Super Me

* Here I am as a superhero.  (Make yours here.)

Yes, it would be cool to patrol the city as a superhero.  But most superheroes operate at night, and that's when I have to produce the news.  I suppose, in a way, I am a hero - defeating lame news copy with my superhuman writing abilities.  Or maybe I'm a super-villain, since I hate pretty much everyone and everything.  Whatever the case, I look pretty damn good in spandex, according to the artist's rendering.

This must be the worst prom dress ever.  Is that what I think it is on the front of that dress?  I'm afraid to see her date's tuxedo pants.

66% of women would dump a guy after a bad first kiss.  The way I prevent that is to never stop kissing them once I start.  Seriously.  My tongue remains on her until she can outrun me.

Facebook users have lower GPAs.  Probably because they spend more time super-poking than studying.  I'm pretty sure I will have a deathbed regret that I did not super-poke enough.

* The creepy Duggar family already has 18 kids.  They've annoyingly named each something beginning with a "J."  Now they're going to get their first grandkid.  Fact: Your vagina is not a clown car.  Stop having babies.

After your first child dies falling out a window, you might consider not leaving it open for other children to... too late?  Yeah, too late.  Close that window before you have any more, okay?

Mayor Daley does not use e-mail.  I bet he hired some bumbling nephew to handle his e-mail.  According to my patronage conversion chart, that job would pay... $752,000/year.

* I think if you can keep your car on the road while having sex and going 20 mph over the speed limit, you should receive a standing ovation, not a traffic citation.

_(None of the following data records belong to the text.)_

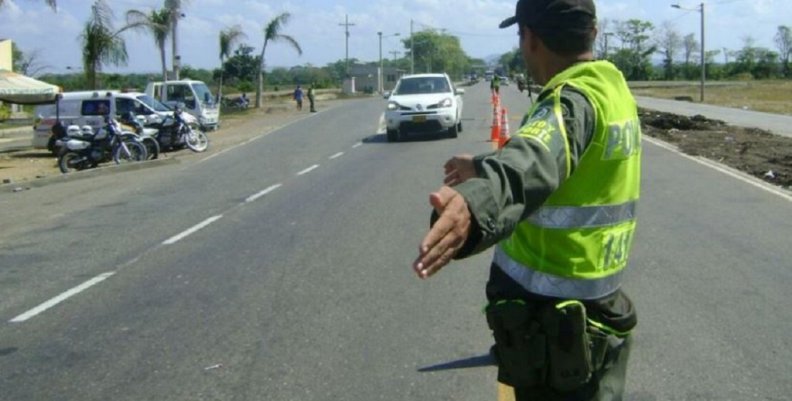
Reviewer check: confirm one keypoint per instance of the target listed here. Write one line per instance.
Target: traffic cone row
(495, 131)
(504, 132)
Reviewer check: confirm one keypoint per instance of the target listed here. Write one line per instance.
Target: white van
(195, 96)
(82, 108)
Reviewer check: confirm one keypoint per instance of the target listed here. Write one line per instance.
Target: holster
(545, 344)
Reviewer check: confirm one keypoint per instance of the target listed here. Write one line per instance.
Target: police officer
(558, 202)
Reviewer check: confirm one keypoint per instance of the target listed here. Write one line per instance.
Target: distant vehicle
(427, 103)
(194, 97)
(81, 108)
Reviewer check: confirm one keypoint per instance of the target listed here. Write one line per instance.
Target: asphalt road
(280, 270)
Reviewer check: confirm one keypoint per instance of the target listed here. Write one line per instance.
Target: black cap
(570, 15)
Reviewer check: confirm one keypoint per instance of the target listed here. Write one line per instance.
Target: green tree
(437, 52)
(783, 41)
(272, 33)
(157, 23)
(228, 37)
(101, 44)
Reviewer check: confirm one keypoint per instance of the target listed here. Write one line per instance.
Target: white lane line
(60, 298)
(192, 230)
(308, 170)
(253, 198)
(715, 166)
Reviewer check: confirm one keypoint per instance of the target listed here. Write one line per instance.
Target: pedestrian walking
(298, 96)
(558, 203)
(311, 98)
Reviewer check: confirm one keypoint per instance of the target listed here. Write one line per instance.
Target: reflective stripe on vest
(553, 286)
(583, 217)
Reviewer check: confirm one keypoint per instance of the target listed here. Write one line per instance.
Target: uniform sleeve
(515, 181)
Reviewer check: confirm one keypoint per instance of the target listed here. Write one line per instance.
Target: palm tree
(51, 3)
(157, 23)
(100, 43)
(228, 37)
(272, 34)
(174, 9)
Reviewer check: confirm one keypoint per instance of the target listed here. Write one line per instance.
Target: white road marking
(62, 297)
(192, 230)
(308, 170)
(253, 198)
(715, 166)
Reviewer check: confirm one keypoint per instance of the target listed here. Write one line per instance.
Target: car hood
(424, 100)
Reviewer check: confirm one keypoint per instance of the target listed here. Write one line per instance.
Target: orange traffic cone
(495, 131)
(504, 134)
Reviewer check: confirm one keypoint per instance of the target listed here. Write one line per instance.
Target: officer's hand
(447, 235)
(459, 169)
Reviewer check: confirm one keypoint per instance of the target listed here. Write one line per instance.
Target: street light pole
(703, 54)
(380, 83)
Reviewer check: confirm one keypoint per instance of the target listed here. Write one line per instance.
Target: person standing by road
(298, 95)
(558, 202)
(495, 84)
(311, 95)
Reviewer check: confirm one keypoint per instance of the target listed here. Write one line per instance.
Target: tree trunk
(164, 66)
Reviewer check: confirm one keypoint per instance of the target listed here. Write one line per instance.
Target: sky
(317, 26)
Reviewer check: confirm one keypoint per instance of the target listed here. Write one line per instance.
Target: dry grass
(767, 96)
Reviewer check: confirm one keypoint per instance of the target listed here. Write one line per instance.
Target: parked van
(195, 96)
(82, 108)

* Depressing story: The New Economy™ is forcing collectors to sell off their prized possessions.  The article highlights a "Star Wars" collector, so I had to dry my eyes while reading that.  I plan to be buried next to my "Star Wars" collection.  I bought an extra plot just for my toys.

* Any He-Man fans out there?  See if this takes you back.  (Error: Prince Adam and He-Man cannot be in the same picture.  Lord, I'm a nerd.)

* Fellow NBCer Marcus Riley tackles the horrors of Ed Hardy lingerie.  Ed Hardy apparel is perhaps the least attractive thing a person can wear.  Why not go full bore and just wear a Zubaz thong and a Members Only bra?  And just to make sure no member of the opposite sex ever comes near you, throw on a Rod Blagojevich wig.

Your grandma is probably on Facebook.  If mine ever tries to befriend me, I'll just deny the request.  She doesn't have much longer to be disappointed in me, anyway.

* Thanks to the recession, women are ditching frilly metrosexuals for manly men.  And if things continue to tank, we may devolve enough to where it's cool to drag a woman back to your cave by her hair.  (Fingers crossed.)

* Don't you hate it when your suicide attempt fails?  Me, too.  Thankfully, there's a $50 kit to help you nail it on your first attempt.  Hell, for $50, I'll let you use the roof of my high rise.

* Tips for moms having "the talk" with their daughters.  Tip #7 - Never, ever, ever go on "Rock of Love."

* Keep your eyes peeled for famous funny people in Chicago this week.  It's the Chicago Improv Festival.  Last night, I went to the iO Theater and saw Jack McBrayer ("30 Rock") and Ike Barinholtz ("MADtv") on the stage.  Chicago is an awesome comedy town.  It's a shame so many great actors have to bolt for the coasts to find work.  I highly encourage you to get out and see some shows this week.  (Yes, Whiskey Rebellion is playing a Saturday night show as part of the festival.)